Another appealing factor that probably influenced the decision for Google was the market share in web search held by Mail.ru: its 10% previously served by Yandex were expected to be going directly to Google now - thus increasing the international search giant market share in Russia from its previous 23 per cent to 33 per cent which is much better comparable to 59 per cent that Yandex is supposed to have once Mail.ru switches the search providers.

The Google-powered search (without attribution but still) was supposed to appear on Mail.ru in January 2010 as officially declared in a press release issued by Mail.ru and Google in December. But now that we are half into January already, many of us here in Russia (me included) have been checking Mail.ru search once and again to see the results coming from Google instead of Yandex - and never getting what we expected and thinking that the delay was due to the lengthy holiday vacations.

But now it looks like the only thing that Google has acquired via this much-discussed deal is an increase in revenue due to a huge extra number of AdSense impressions - but the market share will probably remain the same for Google. The thing is that Mail.ru is obviously using another search provider, its own development named gogo.ru - and no Google is to be seen other than in ads.

The conditions of the deal had it that Mail.ru will be able to combine Google search with its own gogo in order for the company to continue developing its own technology. And now Mail.ru is happily using gogo - testing it under heavy loads as Mail.ru representatives claim - monetizing the search pages with AdSense and keeping Google as a backup in case gogo is unable to withstand the heavy load.

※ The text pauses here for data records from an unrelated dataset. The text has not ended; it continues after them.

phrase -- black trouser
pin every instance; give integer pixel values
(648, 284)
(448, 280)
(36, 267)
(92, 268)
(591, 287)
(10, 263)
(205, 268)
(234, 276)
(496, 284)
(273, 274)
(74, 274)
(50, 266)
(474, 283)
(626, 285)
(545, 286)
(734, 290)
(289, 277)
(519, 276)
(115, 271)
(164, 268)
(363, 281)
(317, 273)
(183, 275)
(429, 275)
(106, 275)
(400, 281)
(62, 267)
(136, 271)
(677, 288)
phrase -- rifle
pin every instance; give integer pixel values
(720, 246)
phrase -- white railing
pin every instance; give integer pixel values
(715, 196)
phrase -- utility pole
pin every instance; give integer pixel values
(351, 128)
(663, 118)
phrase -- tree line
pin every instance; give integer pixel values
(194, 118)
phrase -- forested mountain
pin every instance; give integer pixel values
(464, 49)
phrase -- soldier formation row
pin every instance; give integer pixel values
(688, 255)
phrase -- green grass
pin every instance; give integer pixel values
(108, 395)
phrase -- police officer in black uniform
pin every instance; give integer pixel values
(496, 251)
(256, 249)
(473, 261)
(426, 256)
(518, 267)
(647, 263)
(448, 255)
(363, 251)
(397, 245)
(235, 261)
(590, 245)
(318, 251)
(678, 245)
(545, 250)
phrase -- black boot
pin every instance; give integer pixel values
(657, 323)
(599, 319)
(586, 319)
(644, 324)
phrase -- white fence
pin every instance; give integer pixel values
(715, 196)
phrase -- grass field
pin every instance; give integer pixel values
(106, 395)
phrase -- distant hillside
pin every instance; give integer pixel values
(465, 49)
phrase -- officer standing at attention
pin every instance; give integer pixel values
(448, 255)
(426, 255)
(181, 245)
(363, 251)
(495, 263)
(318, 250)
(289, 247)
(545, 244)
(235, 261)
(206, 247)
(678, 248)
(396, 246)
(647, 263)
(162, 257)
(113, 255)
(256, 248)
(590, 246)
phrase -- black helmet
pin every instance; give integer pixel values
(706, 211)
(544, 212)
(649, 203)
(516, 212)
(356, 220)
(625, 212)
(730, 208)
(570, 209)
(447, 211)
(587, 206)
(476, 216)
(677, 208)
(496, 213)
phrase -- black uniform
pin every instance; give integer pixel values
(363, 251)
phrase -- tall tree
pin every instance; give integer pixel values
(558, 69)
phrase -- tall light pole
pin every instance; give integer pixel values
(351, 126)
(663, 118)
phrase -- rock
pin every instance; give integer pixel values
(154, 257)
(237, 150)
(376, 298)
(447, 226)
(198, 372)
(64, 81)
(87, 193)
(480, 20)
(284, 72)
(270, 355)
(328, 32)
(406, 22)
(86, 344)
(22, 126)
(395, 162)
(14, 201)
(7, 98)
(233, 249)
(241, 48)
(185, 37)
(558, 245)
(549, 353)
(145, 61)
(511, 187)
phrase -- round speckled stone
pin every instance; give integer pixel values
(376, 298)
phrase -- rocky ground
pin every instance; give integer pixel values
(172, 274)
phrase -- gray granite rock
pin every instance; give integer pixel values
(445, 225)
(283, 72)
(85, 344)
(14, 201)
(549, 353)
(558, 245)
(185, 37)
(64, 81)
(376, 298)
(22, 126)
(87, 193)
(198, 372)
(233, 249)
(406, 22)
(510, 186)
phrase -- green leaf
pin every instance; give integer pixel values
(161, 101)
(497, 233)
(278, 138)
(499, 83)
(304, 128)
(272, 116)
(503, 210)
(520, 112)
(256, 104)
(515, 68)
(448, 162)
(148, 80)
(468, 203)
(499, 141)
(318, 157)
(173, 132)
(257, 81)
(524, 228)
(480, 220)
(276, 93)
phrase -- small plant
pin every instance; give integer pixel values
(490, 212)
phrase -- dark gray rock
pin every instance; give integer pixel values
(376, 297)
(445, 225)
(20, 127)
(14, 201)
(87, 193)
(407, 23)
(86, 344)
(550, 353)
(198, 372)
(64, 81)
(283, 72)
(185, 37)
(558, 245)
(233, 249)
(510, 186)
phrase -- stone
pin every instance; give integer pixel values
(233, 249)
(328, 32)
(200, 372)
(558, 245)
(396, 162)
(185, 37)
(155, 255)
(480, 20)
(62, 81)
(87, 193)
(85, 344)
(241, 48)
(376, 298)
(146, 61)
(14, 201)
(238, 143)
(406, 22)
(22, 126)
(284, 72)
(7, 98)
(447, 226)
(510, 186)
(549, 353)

The worst part (for Google, I mean) is that Mail.ru representatives now claim that the currently used gogo (absolutely in compliance with the agreement between Mail.ru and Google), actually demonstrates impressive results - much better than expected - so they will probably keep Google as a backup engine and the international giant will not see any increase in its market share due to this deal at all - even if they initially hoped to.

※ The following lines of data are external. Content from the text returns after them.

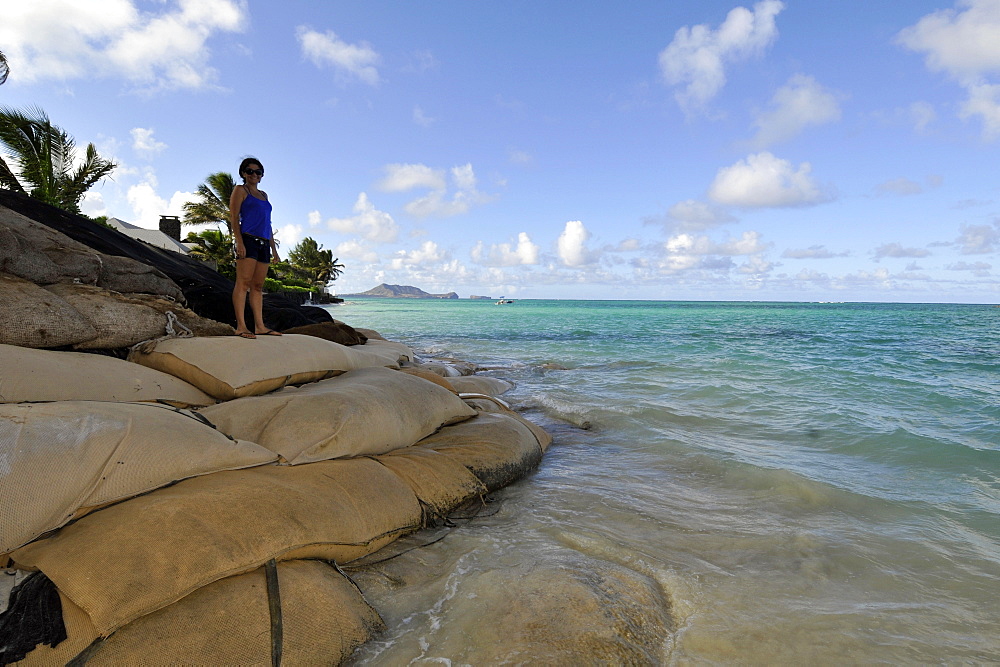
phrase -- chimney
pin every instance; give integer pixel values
(171, 226)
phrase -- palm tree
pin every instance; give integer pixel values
(214, 245)
(213, 201)
(319, 264)
(42, 155)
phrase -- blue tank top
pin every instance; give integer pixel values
(255, 217)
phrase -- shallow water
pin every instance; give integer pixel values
(728, 482)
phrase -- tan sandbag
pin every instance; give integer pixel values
(497, 448)
(60, 458)
(119, 321)
(390, 352)
(480, 384)
(440, 482)
(124, 274)
(130, 559)
(199, 326)
(492, 404)
(365, 411)
(31, 316)
(324, 617)
(428, 375)
(47, 375)
(41, 255)
(228, 367)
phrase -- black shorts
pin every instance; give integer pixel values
(257, 248)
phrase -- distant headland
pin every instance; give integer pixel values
(401, 292)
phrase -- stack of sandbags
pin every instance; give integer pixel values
(233, 367)
(35, 252)
(30, 375)
(364, 411)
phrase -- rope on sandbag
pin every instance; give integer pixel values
(173, 329)
(274, 607)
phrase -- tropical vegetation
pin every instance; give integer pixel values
(38, 159)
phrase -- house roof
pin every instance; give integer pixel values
(151, 236)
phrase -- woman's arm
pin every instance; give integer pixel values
(235, 201)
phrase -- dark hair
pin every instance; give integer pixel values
(247, 161)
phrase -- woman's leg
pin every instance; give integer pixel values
(246, 269)
(257, 298)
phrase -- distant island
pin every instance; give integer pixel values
(401, 292)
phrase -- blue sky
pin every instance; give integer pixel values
(778, 150)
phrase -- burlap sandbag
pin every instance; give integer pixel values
(367, 411)
(119, 321)
(124, 274)
(480, 384)
(47, 375)
(492, 404)
(31, 316)
(199, 326)
(130, 559)
(32, 251)
(497, 448)
(60, 458)
(228, 367)
(440, 482)
(323, 616)
(428, 375)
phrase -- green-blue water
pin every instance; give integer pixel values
(802, 481)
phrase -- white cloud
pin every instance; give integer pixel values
(66, 39)
(980, 239)
(964, 45)
(148, 206)
(896, 250)
(572, 245)
(402, 177)
(368, 222)
(352, 60)
(798, 104)
(422, 119)
(503, 254)
(427, 253)
(763, 181)
(697, 55)
(144, 144)
(693, 215)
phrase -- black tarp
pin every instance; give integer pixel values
(208, 293)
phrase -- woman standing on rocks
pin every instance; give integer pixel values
(250, 222)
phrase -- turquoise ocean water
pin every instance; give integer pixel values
(762, 482)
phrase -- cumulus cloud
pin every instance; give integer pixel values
(572, 245)
(163, 47)
(148, 206)
(897, 250)
(144, 144)
(427, 253)
(812, 252)
(694, 215)
(504, 254)
(765, 181)
(438, 202)
(324, 49)
(697, 56)
(368, 222)
(979, 239)
(963, 44)
(798, 104)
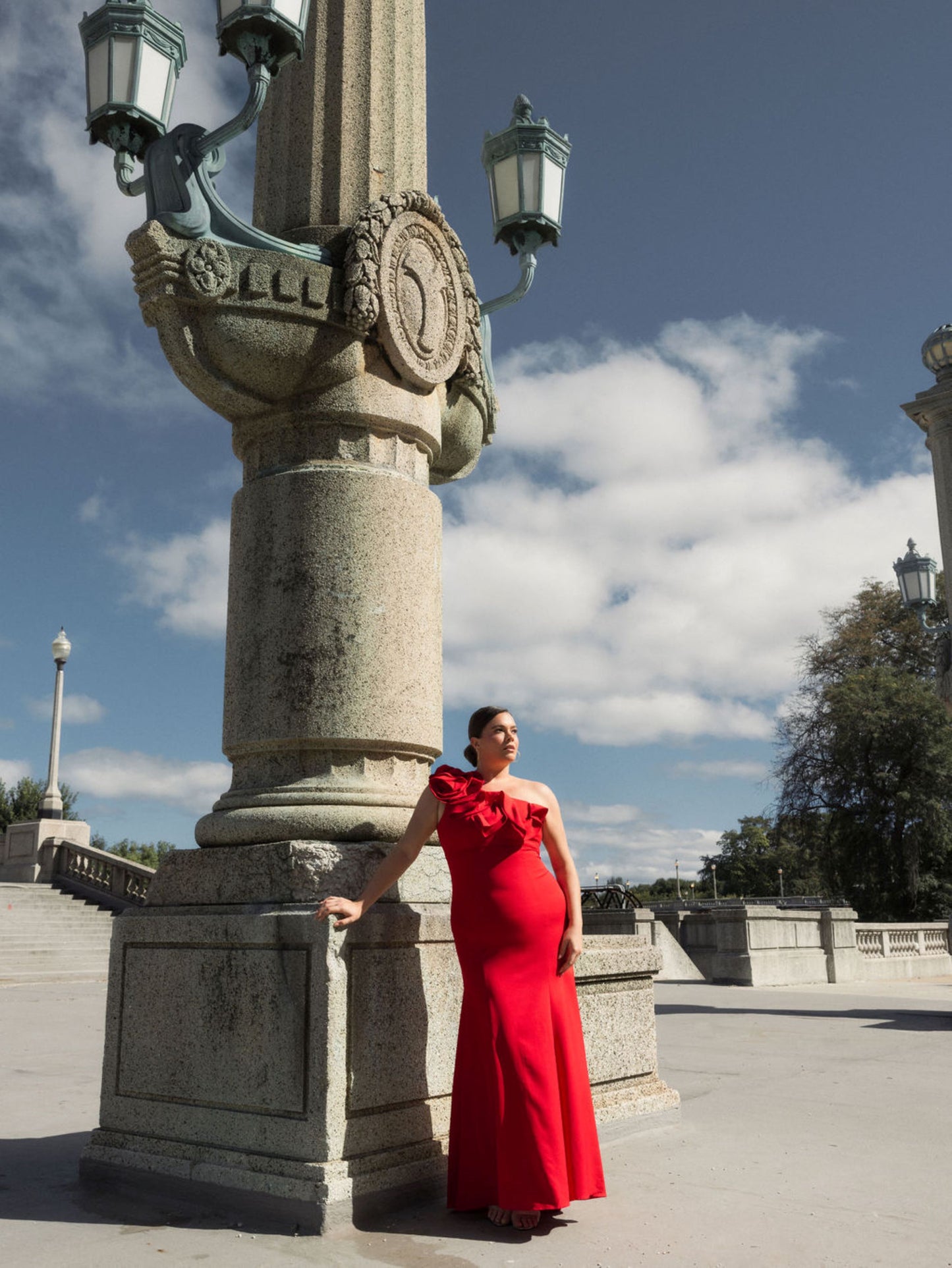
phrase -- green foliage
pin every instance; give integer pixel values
(751, 856)
(20, 804)
(865, 761)
(151, 854)
(865, 769)
(663, 889)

Of course there are people here who already think that Russian authorities may be involved in the entire situation - and insisted on use of a local search engine instead of allowing the international company to grow its market share substantially here. But to me this seems to be unlikely and what it really looks like is Mail.ru funding development of its own search technologies using Google money - and not even violating any terms of the agreement with Google.